After an introduction of Metallisation and the Thermal Spraying process, Dr. Lester described the critical differences between spraying and other corrosion protection coating methods, clarifying the correct requirements for preparation, execution and post treatment of the coating for various applications.  Following an extensive showing of field applications he described the state of the art as it was 25 years ago and as it is now, firstly in terms of equipment capabilities and secondly in terms of coating specifications used.  
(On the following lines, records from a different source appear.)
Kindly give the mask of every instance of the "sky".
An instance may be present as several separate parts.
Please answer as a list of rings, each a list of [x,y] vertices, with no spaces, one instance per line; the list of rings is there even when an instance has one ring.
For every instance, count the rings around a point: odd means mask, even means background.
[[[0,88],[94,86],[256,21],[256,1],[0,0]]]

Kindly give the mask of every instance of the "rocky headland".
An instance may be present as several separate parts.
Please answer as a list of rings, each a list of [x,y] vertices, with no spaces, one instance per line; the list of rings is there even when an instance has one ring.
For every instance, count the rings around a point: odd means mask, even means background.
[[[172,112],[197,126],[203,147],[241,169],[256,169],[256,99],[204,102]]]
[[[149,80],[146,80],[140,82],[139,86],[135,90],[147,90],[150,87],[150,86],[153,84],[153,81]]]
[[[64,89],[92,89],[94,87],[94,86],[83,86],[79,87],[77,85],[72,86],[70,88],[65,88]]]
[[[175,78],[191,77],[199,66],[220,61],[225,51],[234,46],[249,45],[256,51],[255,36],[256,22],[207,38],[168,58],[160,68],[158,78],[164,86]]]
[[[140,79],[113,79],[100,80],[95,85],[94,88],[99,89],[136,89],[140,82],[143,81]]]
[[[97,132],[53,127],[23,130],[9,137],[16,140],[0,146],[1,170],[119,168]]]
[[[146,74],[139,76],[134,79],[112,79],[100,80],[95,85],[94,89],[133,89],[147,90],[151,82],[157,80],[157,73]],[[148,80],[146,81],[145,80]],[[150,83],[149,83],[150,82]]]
He showed that there was a remarkable similarity between coatings applied nowadays and at the beginning of the period.  However in the interim, well intentioned excursions from previous practice had led to unforeseen issues some of which could have been predicted.  In particular the application of inappropriate sealers and excessively thick paint layers caused extreme local corrosion after a relatively short period especially in areas of very high chloride concentration.  This was due to the creation and entrapment of unstable aluminium chloride which decomposed to produce hydrochloric acid trapped between the steel and the thick paint layer, dissolving the aluminium and corroding the steel. 

Several new applications such as coatings for Corrosion Under Insulation (CUI) and coatings for wind turbines were presented as well as new spraying tools to improve the ease of applying coatings in difficult access areas.  The benefits in both cost and quality of automation were shown together with a short film of a start of the art fully automated facility for coating wind turbine segments. 

Finally many new standards had been created in the last twenty five years to improve the reliability of design coating specification and coating execution.

4.2     Corrosion Control and Materials Selection for Optimized Oil and Gas Asset Life’, Janardhan Saithala, GL Noble Denton

Corrosion is a constant threat for oil and gas assets which have to be operated in hostile marine environments and frequently transport and process corrosive fluids.  Ineffective corrosion control and inappropriate materials selection in corrosive oil and gas environments can cause premature material failure, which would not only lead to containment and production loss, but could also endanger health, safety and environment.  As seen in recent history, the economic, social or ecological consequences of such failures can be significant. 

Using appropriate materials and effective corrosion control measures can achieve optimised asset life while preventing premature materials failure in the oil and gas industry.  This necessitates fully understanding of the probable corrosion threats present in the field development, careful materials selection and effective corrosion control measures to be implemented from the earliest stages of design and construction. 

Effective corrosion control measures can ensure that the integrity of structures, process and utility equipment to be maintain throughout the life of the field or until a scheduled replacement/maintenance interval. 

Appropriate materials selection involves evaluating and balancing properties of corrosion resistance as well as strength, ductility, fabricability, availability, and cost of the materials. 

GL Noble Denton have many years of experience in effective corrosion control and appropriate materials selection for optimised oil and gas asset life. In this presentation, best practices to be employed in selecting appropriate materials and developing effective corrosion control measures are presented in accordance with the relevant international and industrial codes and standards.